Una serie de acontecimientos y gestos desplegados en las últimas semanas por las administraciones de Javier Milei y Maximiliano Pullaro hacen notar que la relación entre ambos mandatarios se encuentra nuevamente en una fase de tire y afloje para mantener la relación de paridad o, al menos, de mutua dependencia.
Es que Pullaro desarrolla, desde el inicio de su gestión, una relación ambivalente con el titular del Ejecutivo nacional, acompañándolo en proyectos claves para su política de «déficit cero» —como las reformas en ciernes—, al tiempo que aprovecha cada muestra de debilidad por parte del presidente para desplegar su cuota de poder territorial.
Así y como en varias otras ocasiones, el mandatario santafesino envió a su ministro de Obras Públicas, Lisandro Enrico, a levantar la voz contra una de las espinas que más les duele a la coalición de Unidos: la falta de inversión en infraestructura y en el arreglo de las rutas nacionales.
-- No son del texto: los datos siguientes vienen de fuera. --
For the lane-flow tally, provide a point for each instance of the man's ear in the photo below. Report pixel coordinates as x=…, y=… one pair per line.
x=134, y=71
La ocasión le fue propicia gracias al equipo económico de Milei. Fue cuando Luis Caputo le pidió al propio Pullaro que liquidara los dólares que le fueron habilitados para endeudamiento, unos 800 millones de dólares, a fin de conseguir las divisas necesarias para afrontar el vencimiento de deuda del próximo 9 de enero.
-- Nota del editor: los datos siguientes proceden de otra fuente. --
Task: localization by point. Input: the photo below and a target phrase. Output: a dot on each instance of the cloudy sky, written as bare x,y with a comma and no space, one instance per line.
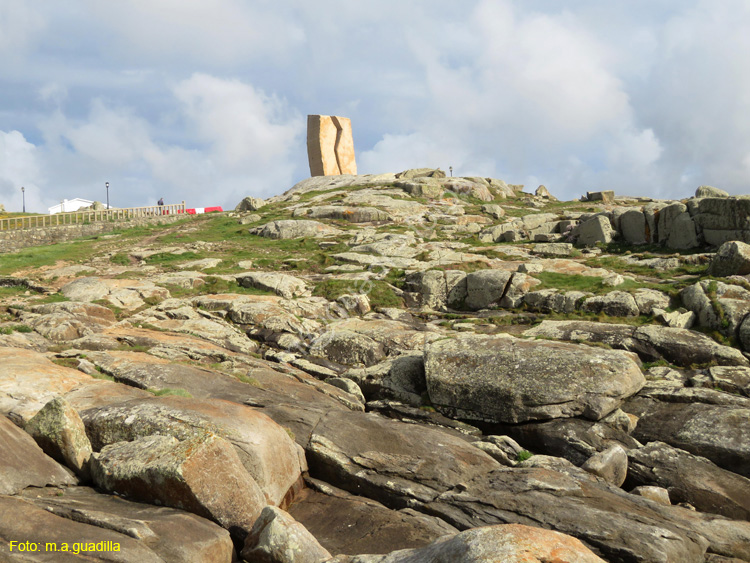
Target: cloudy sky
206,100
“Caputo quería que Pullaro liquidara ahora los 800 millones de dólares para engrosar las reservas y acercarse a los 4.324 millones de dólares que necesita (Caputo) para el 9 de enero y que todavía no tiene”, se hizo notar en una nota de LPO.
Pero lejos de hacerle caso, Pullaro aprovechó la ocasión para enviar un mensaje de firmeza: primero avisó que los dólares de Santa Fe “se cuidan” por encima de toda “presión” externa. Luego fue Enrico quien se encargó de hacer un raid mediático para exigir más obra pública.
En una de las entrevistas concedidas, el ministro santafesino hizo notar que el impuesto a los combustibles “se cobra de manera automática y permanente», y que entre 2020 y 2024 permitió recaudar «alrededor de cuatro mil millones de dólares”.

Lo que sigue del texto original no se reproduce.